Sehingga strategi terbaik untuk menarik dukungan mereka bukan dengan “serangan udara”, tetapi “serangan hati”; komunikasi interpersonal alias blusukan. Joseph A Devito, pakar psikologi komunikasi, mendefinisikan komunikasi interpersonal sebagai penyampaian pesan oleh satu orang dan penerimaan pesan oleh orang lain atau sekelompok kecil orang, dengan berbagai dampaknya dan dengan peluang untuk memberikan umpan balik segera. Komunikasi jenis ini paling efektif dalam upaya mengubah sikap, pendapat atau perilaku seseorang, karena sifatnya yang dialogis berupa percakapan.Intinya, lewat blusukan peluang untuk mempengaruhi tingkat kesukaan publik jauh lebih besar.

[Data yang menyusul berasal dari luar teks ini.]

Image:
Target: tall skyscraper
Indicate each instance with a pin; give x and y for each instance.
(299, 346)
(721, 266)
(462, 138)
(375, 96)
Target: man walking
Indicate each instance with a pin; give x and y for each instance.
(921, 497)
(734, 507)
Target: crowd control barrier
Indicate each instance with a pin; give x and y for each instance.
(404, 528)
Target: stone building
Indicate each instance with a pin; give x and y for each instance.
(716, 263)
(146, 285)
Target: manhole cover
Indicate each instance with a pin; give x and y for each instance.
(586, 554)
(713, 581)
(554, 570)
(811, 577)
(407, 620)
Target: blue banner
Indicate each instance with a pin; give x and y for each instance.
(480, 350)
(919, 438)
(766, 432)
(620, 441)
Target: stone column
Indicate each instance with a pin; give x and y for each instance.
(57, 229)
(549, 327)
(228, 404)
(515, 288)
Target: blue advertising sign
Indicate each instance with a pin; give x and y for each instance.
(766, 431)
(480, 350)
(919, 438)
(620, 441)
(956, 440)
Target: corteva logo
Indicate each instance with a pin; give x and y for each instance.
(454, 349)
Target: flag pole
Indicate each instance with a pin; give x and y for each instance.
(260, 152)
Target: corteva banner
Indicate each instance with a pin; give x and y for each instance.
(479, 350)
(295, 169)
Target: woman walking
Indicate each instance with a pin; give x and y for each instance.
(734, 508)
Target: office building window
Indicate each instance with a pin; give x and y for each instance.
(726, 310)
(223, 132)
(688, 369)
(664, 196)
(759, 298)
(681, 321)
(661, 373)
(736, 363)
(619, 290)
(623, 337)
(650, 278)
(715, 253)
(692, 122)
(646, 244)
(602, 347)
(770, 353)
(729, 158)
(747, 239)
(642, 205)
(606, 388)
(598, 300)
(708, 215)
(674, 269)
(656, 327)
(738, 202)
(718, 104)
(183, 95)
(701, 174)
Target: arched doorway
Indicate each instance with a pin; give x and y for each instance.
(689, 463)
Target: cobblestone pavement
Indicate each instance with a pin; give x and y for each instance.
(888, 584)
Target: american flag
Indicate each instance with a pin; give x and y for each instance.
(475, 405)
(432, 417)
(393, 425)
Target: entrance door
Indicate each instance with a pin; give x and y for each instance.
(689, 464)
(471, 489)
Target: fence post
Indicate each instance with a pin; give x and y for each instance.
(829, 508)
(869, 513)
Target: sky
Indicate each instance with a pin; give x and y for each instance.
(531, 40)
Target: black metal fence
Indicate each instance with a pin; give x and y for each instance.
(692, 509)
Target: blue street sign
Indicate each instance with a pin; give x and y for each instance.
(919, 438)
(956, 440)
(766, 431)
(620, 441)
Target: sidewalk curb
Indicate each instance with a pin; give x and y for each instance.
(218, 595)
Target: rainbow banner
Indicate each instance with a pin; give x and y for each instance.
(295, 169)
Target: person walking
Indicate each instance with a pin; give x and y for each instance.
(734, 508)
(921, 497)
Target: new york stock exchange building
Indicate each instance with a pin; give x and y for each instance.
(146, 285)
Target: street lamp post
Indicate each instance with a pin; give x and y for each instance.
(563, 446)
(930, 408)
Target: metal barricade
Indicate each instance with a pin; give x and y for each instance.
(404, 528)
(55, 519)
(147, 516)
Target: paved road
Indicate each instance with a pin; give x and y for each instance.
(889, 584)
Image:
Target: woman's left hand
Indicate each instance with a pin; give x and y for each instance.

Terkait hal ini, kita juga bisa membaca pandangan Peneliti LIPI Siti Zuhro bahwa debat diperlukan sebagai klimaks atau puncak dari kampanye sehingga masyarakat pemilih bisa merekonfirmasi semua keunggulan dan kelemahan calon. "Memperkenalkan diri, menyapa, berdialog langsung dan bertanya ke rakyat adalah penting ketimbang semata-mata hanya dilihat di televisi,” katanya. (1)
Maka menjadi amat wajar jika AHY-Sylvi lebih mengutamakan menuntaskan janji temu dengan kalangan Tionghoa ketimbang ikut debat di televisi yang jadwalnya bertubrukan itu. Pasalnya, survei Indikator menemukan 79,1% pemilih Tionghoa sudah mendukung Ahok. Melakukan komunikasi interpersonal jelas lebih efektif untuk menggambil ceruk suara pemilih Tionghoa yang belum mendukung Ahok-Djarot. Sungguh sangat disayangkan jika peluang ini dilepaskan untuk mengejar “serangan udara”.